挑戦や家庭との両立を阻む壁を壊すことはできるのか。多様な働き方の実現に向けて、労使それぞれの立場から本音の意見が交わされた。

3月1日、トヨタ自動車本社で第2回の労使協議会(労使協)が行われた。

佐藤恒治(さとう・こうじ)次期社長から賃金・賞与について回答があった、1回目の労使協から1週間。「満額回答」が広く報道され、トヨタの労使交渉は終結したように思われるかもしれない。

しかし、トヨタの交渉の本質は、課題解決に向けた本音の話し合いにある。

佐藤次期社長は、今回の協議の最後に以下のように語っている。

「もっとも大切にしたいのは組合との話し合いです。トヨタ労使の間で礎になっている『話し合いを大事にする』。ここにできる限り時間をかけて話し合い、行動を生んで何かを変えていく。そこに時間を使いたいと強い想いを持って初回に回答しました」

2月15日に申し入れられた組合からの要求書の一番はじめに書かれていた項目は、賃金・賞与ではなく、“話し合い”だった。その要求に応えるために、先に賃金・賞与の回答をしたということだ。

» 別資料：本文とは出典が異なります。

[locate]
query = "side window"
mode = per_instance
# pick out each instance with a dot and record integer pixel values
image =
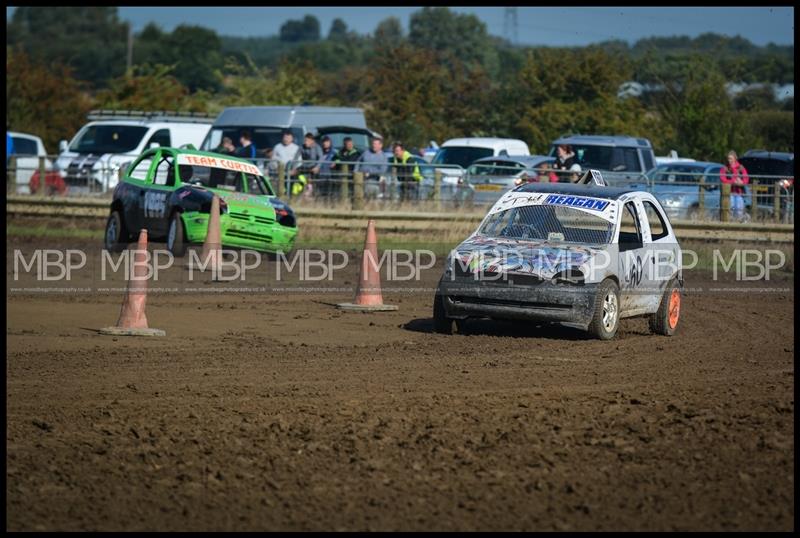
(630, 234)
(140, 169)
(631, 156)
(658, 228)
(165, 172)
(160, 137)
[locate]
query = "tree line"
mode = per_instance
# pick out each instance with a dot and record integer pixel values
(445, 77)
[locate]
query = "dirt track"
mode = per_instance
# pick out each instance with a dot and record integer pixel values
(278, 412)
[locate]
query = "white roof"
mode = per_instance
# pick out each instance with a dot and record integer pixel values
(482, 142)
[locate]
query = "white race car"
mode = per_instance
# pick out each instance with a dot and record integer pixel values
(580, 254)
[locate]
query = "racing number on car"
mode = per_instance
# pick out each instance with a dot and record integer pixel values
(155, 204)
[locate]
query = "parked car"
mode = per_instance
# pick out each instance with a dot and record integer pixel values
(111, 140)
(267, 123)
(582, 255)
(622, 159)
(772, 169)
(28, 149)
(169, 192)
(676, 185)
(489, 178)
(456, 154)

今回、話し合いのテーマとなったのは、「挑戦しようとするとぶつかる壁」と「育児や介護と仕事を両立するための課題」の2つ。2時間にも及んだ議論の最後に、佐藤次期社長と組合の西野勝義委員長は以下のように述べた。

佐藤次期社長

前回振り返りを行ったように、我々には13年間共に築き上げてきた共通の価値観がある。だからこそ、お互いが本音で話ができる。それが今日の話し合いの場に表れていたんじゃないかと思います。

前回、賃金・賞与に対する回答をさせていただきました。ここに込めた想いがたくさんありますが、もっとも大切にしたいのは組合との話し合いです。

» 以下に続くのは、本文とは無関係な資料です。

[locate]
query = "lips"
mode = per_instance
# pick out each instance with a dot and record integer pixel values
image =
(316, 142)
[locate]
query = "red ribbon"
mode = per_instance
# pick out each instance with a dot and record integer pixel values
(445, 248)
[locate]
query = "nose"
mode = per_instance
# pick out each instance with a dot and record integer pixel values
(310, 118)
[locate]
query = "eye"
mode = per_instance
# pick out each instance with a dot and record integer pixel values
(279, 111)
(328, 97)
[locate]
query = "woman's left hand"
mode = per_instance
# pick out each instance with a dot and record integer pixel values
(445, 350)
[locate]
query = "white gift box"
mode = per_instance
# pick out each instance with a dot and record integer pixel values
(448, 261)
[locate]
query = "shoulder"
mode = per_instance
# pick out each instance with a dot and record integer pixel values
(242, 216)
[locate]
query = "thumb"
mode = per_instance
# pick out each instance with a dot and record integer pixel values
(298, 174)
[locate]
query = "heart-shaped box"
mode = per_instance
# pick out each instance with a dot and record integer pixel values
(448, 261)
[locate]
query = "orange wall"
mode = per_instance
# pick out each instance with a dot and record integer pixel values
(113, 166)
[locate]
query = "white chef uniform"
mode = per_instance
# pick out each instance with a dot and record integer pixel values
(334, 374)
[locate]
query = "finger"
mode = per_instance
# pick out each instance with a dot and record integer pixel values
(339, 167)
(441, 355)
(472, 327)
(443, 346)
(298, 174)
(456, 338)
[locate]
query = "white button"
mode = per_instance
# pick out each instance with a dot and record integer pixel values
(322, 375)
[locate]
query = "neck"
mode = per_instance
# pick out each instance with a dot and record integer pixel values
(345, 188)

トヨタ労使の間では礎になっている「話し合いを大事にする」。ここにできる限り時間をかけて話し合い、行動を生んで何かを変えていく。そこに時間を使いたいと強い想いを持って初回に回答しました。

これからもっともっと本音で話し合いを深めていきたいと思います。

そして、今日の議論の中心は「多様性」でした。多様な価値観、多様な働き方、多様な悩み。たくさんの本音のご意見をいただきました。

私は、「多様性は人の活力を生む」と思います。そしてそれは、必ず中長期的な成果を高めてくれると思います。

しかし、多様なやり方に応えていくためには、短期的には克服すべき課題もあると思います。現実の足元の課題とどう向き合うべきかという悩みが前面に出てきた話し合いだったんじゃないかと思います。

今は「正解が分からない時代」とよく言われます。正解が分からないからこそ、挑戦が大切です。多様な価値観でさまざまな挑戦をすることで、会社の可能性を高めていく。

そういうことをやるのに、現場の実感として挑戦を阻む要因がまだまだあるんだなと感じました。私が感じた「挑戦を阻む要因」2つを少しお話ししたいと思います。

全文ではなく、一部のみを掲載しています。